Daarnaast is de tbc-bacterie voor het grootste deel onzichtbaar en dus ongrijpbaar. De VN schat in dat maar liefst twee miljard mensen latent geïnfecteerd zijn. De bacterie houdt zich ‘slapend’ en kan niet worden aangepakt door het immuunsysteem. De kans op ontwikkeling van de ziekte is heel klein; slechts 5-10% ontwikkelt daadwerkelijk tbc eens in het leven. Maar voor de bacterie biedt de mens een heel prettige leefomgeving waar hij het jaren of zelfs decennia kan volhouden, legt Van Soolingen uit. “Ook hier in Nederland hebben we veel van die latente infecties. Daar heb je geen last van, maar dat verandert als je weerstand verzwakt. Bijvoorbeeld doordat je een andere infectie krijgt en dat is wat we bij hiv- geïnfecteerden in Afrika veel zien.”

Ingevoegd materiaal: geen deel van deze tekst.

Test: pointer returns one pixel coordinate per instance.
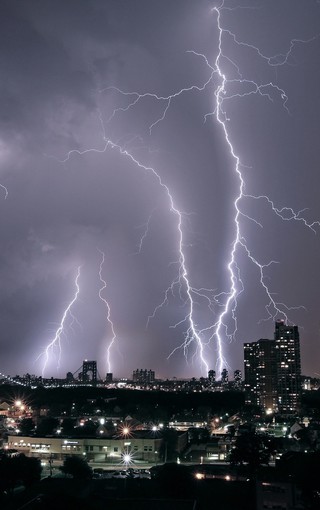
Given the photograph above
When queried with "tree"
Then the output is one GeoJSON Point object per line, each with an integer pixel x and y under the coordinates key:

Ook in Nederland ontwikkelt zich soms tbc uit een latente infectie. “Ouderdom, waardoor ook je weerstand afneemt, kan een trigger zijn. We zien het daarnaast de laatste jaren bij mensen die worden behandeld met medicatie die de reactie van het immuunsysteem onderdrukt, zoals bijvoorbeeld bij reuma. Ook dat kan een latente tbc-infectie de ruimte geven. Als dat gebeurt, zijn die patiënten meteen besmettelijk, maar vaak duurt het even voordat het is ontdekt. En zo kan tbc zich ongemerkt heel eenvoudig verspreiden.”
Somber
Het vermogen van de bacterie om aan het immuunsysteem te ontsnappen is ook precies waarom Van Soolingen weinig vertrouwen heeft in de ontwikkeling van een vaccin. “Ik zie dat somber in, ik denk niet dat we daar op afzienbare termijn of zelfs lange termijn in slagen. Volgens mij kunnen we beter een nieuwe strategie ontwikkelen, waarin we niet meer puur gericht zijn op het uitroeien van de bacterie, maar meer op betere controle en beheersbaarheid.” Leven met de tbc-bacterie, zonder dat die nog kwaad kan.
Een moeilijke tegenstander dus, die bacterie. Maar wat vooral mist in de aanpak van tbc is een goede _point-of-care_-test, aldus Van Soolingen. Een test die lokaal, in het veld eenvoudig kan worden toegepast voor snelle diagnose. “Hoe eerder je weet dat iemand is geïnfecteerd, hoe sneller je kunt overgaan tot behandeling en verdere verspreiding kunt voorkomen.” Dit is niet zozeer een technisch probleem, maar een kwestie van prioriteiten. “Het is moeilijk om vanuit ‘hier’ in te schatten wat ‘daar’ wel of niet haalbaar en bruikbaar is, maar dan nog moet het gewoon te doen zijn. Het is voor andere infectieziekten tenslotte ook gelukt.”
Als hij mocht bepalen waar het geld voor de aanpak van tbc vooral naartoe moet, hoeft hij dan ook niet lang na te denken. “Ik zou het inzetten voor de ontwikkeling van die _point-of-care_-test. Dat is te realiseren en daarmee kunnen we een enorm effect bereiken. Zolang we die test niet hebben blijft het in veel gebieden dweilen met de kraan open. Maar ook de ontwikkeling van nieuwe medicijnen om het resistentieprobleem vóór te blijven zal veel prioriteit moeten krijgen. Verder heeft men in Westerse landen altijd de neiging om de dijkbewaking al af te bouwen, omdat lokaal het probleem beheersbaar wordt. Je zou echter vanuit de rijke landen veel meer moeten doen om het probleem aan te pakken in die gebieden waar het nog steeds een dominante rol speelt. Met de enorm toegenomen migratie krijg je toch te maken met de problemen die in de andere gebieden spelen; tuberculose kent nu eenmaal geen grenzen.”